E allora che fare? Abbiamo provato in passato a rispondere: troviamo il minimo comun denominatore; la definizione minimale che possa raccogliere tutti sotto lo stesso tetto.
Chi ha partecipato attivamente al lavoro che ha portato alla "Perimetrazione della Consulenza Filosofica di Phronesis" ricorderà bene come  di volta in volta il gruppo abbia dovuto abbassare l'obiettivo, perchè nessuna "definizione" poteva essere condivisa, ma solo era realizzabile una tracciatura di confini vaga e non troppo vincolante, tale da poter ottenere un consenso politico generalizzato. 
Bene, alla fine la "Perimetrazione" è nata. Ottimo lavoro, ha ottenuto l'unanimità dei consensi. Ha salvato l'Associazione. Ma... è davvero servita allo scopo? E' stato possibile promuovere la Consulenza Filosofica sulla base di essa? No. Siamo onesti: no. Perchè?
Proprio perchè essa valendo per tutti non vale per nessuno, perchè poi ognuno deve "declinarla" a modo proprio, e infatti ognuno ha continuato a fare consulenza a modo proprio. Cioè in modi diversi l'uno dall'altro, perché "la consulenza è il consulente". E allora a questo punto?

1 commento:

  1. Bella provocazione. Condivido, come sai, la critica alle pretese di chi ci vorrebbe crocifiggere a seguire questo o quell'approccio rigidamente; meno il tuo apparente pessimismo.
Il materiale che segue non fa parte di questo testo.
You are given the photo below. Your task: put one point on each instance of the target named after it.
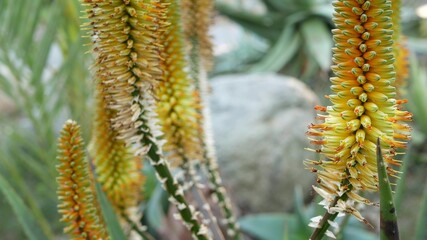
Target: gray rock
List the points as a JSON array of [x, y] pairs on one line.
[[259, 124]]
In effetti la "perimetrazione" non può aiutare la professione, solo proteggerla da chi la volesse stravolgere (ma dove sono poi tutti questi lettori di tarocchi, improvvisati yogin, direttori spirituali dogmatici?... per la verità uno forse ne conosco...).
    Forse dovremmo lavorare sulla "praxis", come dice Giusy Cavalieri, ma reinterpretandola come testimonianza satura di "theorìa". Questo passaggio non era il centro del mio lungo post nel forum di Phronesis, che hai mostrato di apprezzare, ma, a rifletterci, se condividiamo l'idea che "agire" sia "pensare" e viceversa, forse ci si potrebbe dare una "chance" a partire da qui.
    Un po' come con le lingue straniere: ci si butta a Trafalgar Square e poi si riflette sulla "grammatica" che ci si è trovati costretti a usare. Per noi la lingua è quella della "verità". Se qualcosa del genere esiste, riuscirà in qualche modo a fare giustizia di chi predica bene, ma razzola male, nella nostra professione, come ovunque, senza bisogno di esami preliminari per accedervi.